Taiwanese takes gold in professional disc golf tournament for first time

22-year-old Jacky Chen from New Taipei City pulls off upset win at Asia Open 2020

Jacky Chen at Asia Open 2020. (Stanny Lee photo)

Jacky Chen at Asia Open 2020. (Stanny Lee photo)

TAIPEI (Taiwan News) — The disc golfing community received a bit of a shock earlier this month when a little-known player from New Taipei City emerged triumphant at the 2020 Asia Open in Kaohsiung, marking the first time a Taiwanese has taken home the purse since the tournament was first held.

While the sport of disc golf is not exactly a household name in Asia, it is growing by leaps and bounds. Last February, Singapore hosted its first tournament to be sponsored by the Professional Disc Golf Association (PDGA), the Singapore Sling, and across the causeway, Malaysia's inaugural PDGA Tour event Attack of the Chains took place in the state of Johor shortly after.

Occurring on a near biannual basis since 2009, this year's edition of the Asia Open was organized by Mac Hsiao of the Taiwan Disc Golf Association. More than 60 of the world's top disc golfers descended upon Kaohsiung on Feb. 8-9 to test their mettle in the sprawling Metropolitan Park.

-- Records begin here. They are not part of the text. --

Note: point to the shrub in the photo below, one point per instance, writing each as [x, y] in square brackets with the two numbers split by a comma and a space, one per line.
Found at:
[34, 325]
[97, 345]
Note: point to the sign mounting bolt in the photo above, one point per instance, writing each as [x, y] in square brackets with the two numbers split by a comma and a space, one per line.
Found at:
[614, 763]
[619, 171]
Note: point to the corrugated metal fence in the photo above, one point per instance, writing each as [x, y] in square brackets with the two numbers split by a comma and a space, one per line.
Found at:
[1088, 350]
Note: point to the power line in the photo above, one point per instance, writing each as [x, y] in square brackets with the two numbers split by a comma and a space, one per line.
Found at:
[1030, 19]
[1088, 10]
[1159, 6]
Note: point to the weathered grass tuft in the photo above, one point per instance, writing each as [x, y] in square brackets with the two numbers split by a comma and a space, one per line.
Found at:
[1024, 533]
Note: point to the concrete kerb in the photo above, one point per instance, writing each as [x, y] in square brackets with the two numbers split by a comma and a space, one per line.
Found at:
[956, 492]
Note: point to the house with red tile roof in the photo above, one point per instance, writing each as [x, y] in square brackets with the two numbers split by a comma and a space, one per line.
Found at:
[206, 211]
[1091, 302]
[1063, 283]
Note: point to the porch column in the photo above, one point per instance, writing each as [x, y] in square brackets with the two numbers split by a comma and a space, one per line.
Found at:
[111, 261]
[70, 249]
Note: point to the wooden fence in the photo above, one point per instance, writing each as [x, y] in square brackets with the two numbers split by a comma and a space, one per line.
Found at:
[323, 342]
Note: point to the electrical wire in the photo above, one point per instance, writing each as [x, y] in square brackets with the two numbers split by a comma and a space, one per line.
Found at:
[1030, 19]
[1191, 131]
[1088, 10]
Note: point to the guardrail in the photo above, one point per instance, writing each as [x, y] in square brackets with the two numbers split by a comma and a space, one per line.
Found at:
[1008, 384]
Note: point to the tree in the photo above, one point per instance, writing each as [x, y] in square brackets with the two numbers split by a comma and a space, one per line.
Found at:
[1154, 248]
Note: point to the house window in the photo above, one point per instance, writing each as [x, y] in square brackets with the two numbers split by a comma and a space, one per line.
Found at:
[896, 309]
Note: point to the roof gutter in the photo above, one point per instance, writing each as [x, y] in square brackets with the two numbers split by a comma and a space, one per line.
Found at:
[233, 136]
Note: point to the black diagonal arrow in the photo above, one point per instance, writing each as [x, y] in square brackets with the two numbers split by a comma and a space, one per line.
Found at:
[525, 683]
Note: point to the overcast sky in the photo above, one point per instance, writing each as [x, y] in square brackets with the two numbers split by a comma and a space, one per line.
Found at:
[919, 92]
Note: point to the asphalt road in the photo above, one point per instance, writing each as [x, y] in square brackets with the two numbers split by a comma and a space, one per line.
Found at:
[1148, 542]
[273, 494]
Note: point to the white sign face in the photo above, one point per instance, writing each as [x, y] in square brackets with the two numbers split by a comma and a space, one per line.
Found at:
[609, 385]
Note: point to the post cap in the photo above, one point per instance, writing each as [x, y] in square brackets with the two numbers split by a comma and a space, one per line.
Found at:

Jacky Chen. (Stanny Lee photo)

After a riveting 72 "holes," however, 22-year-old Jacky Chen pulled off an upset, edging out American pro Nate Perkins by a single throw and besting Americans Philo Brathwaite and James Conrad as well as Japanese veteran Manabu Kajiyama, who had dominated both the 2017 and 2015 Opens.

In an interview with Taiwan News, Chen spoke about his approach to the sport and offered advice to would-be disc golfers looking to start out.

Taiwan News (TN): How did you first become interested in disc golf?

My first brush with golf was when I was five or six years old. At first, I just walked around the park with mom and dad. I really started playing this sport when I was 19 years old because it was fun for a group of people to play and chat together in the park.

TN: Had you participated in a major competition before?

No, I have been to Japan to participate in the 30th National Championship and events in Daegu, South Korea, and Taiwan, but neither of them were as big.

TN: There are not many disc golf courses in Taiwan. How did you reach this level of playing?

I often watch videos of professional players on YouTube and study their disc-throwing technique. The most important thing is to keep learning from the results of each regularly monthly competition and to continue to grow.

TN: What was the most exciting moment of the tournament for you?

I think it was the moment when everyone was cheering for me!

TN: With this victory under your belt, what is your next goal?

I'd like to go to the U.S. for a higher level match.

TN: Which areas of your game do you think you need to improve on the most?

I think it is my mindset. Sometimes it is affected by emotions, and this can affect my accuracy.

TN: What advice would you give to someone who wants to start playing disc golf?

I believe that with any sport, you must start with the basics, and you can definitely improve step by step. I also hope that more people will start to play this sport.